I have a projection stage as follows,
{
'name': {$ifNull: [ '$invName', {} ]},,
'info.type': {$ifNull: [ '$invType', {} ]},
'info.qty': {$ifNull: [ '$invQty', {} ]},
'info.detailed.desc': {$ifNull: [ '$invDesc', {} ]}
}
I am projecting empty object({}) in case of a field not present, because if sorting is performed in a field and the field doesn't exist, that document is coming first in sort order(Sort Documents Without Existing Field to End of Results). Next stage is sorting and wanted non-existing fields to come last in sorting order. This is working as expected.
Now, I want to remove those fields which are having empty object as values(if info.detailed.desc is empty info.detailed should not be there in output). I could do this in node level using lodash like this(https://stackoverflow.com/a/38278831/6048928). But I am trying to do this in mongodb level. Is it possible? I tried $redact, but it is filtering out entire document. Is is possible to PRUNE or DESCEND fields of a document based on value?

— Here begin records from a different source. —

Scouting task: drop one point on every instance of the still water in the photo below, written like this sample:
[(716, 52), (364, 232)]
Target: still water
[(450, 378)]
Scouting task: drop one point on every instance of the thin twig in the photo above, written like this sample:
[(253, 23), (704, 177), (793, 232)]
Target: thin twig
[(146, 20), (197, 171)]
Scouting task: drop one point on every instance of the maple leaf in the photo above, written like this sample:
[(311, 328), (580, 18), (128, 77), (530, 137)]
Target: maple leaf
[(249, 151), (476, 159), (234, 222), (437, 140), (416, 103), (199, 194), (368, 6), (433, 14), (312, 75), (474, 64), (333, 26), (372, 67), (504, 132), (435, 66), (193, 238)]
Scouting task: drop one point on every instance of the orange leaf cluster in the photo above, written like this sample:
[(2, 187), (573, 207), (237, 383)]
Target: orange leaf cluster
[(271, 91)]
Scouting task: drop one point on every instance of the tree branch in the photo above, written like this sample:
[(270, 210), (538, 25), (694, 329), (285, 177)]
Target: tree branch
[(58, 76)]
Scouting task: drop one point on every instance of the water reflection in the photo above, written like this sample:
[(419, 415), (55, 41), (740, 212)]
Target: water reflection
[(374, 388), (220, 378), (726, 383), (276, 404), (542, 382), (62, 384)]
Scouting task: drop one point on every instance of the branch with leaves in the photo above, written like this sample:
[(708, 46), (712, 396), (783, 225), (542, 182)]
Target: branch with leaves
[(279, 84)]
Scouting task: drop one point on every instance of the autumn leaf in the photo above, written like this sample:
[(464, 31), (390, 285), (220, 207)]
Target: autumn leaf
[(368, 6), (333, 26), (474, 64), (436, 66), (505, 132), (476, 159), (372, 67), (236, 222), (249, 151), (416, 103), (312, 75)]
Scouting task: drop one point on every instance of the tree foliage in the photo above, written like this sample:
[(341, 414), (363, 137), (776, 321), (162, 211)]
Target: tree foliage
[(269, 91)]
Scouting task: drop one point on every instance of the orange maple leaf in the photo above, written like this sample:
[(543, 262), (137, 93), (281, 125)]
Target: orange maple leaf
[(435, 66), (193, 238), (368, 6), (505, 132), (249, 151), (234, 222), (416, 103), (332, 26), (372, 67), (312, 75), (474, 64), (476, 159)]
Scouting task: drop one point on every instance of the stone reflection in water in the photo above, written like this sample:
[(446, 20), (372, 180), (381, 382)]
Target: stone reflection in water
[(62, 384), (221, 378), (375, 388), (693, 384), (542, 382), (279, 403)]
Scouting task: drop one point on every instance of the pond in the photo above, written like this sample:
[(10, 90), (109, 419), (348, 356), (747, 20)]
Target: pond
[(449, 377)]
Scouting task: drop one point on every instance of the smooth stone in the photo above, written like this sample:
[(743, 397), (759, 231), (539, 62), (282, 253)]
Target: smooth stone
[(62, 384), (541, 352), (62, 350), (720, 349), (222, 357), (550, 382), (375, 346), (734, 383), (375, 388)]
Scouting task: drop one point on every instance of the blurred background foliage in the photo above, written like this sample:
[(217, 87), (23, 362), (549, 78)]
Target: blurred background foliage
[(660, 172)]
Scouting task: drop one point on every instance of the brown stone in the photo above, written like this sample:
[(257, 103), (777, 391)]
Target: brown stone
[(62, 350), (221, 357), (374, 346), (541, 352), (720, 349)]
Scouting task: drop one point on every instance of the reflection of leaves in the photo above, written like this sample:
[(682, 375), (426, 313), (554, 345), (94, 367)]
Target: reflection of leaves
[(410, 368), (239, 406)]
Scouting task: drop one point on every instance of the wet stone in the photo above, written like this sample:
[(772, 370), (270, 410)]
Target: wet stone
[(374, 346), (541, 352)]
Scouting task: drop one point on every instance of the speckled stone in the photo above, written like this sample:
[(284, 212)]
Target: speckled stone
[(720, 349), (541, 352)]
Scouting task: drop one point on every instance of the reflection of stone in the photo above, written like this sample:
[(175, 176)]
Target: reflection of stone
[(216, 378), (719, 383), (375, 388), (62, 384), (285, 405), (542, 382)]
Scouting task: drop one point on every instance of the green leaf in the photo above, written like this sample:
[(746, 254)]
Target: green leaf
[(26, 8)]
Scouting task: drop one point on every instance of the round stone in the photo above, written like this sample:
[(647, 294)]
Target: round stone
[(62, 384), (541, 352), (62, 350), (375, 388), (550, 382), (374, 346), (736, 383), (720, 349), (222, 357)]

Removing properties completely from documents is not a trivial thing. The basics are that the server itself has not had any way of doing this prior to MongoDB 3.4 and the introduction of $replaceRoot, which essentially allows an expression to be returned as the document context.
Even with that addition it's somewhat impractical to do so without further features of $objectToArray and $arrayToObject as introduced in MongoDB 3.4.4. But to run through the cases.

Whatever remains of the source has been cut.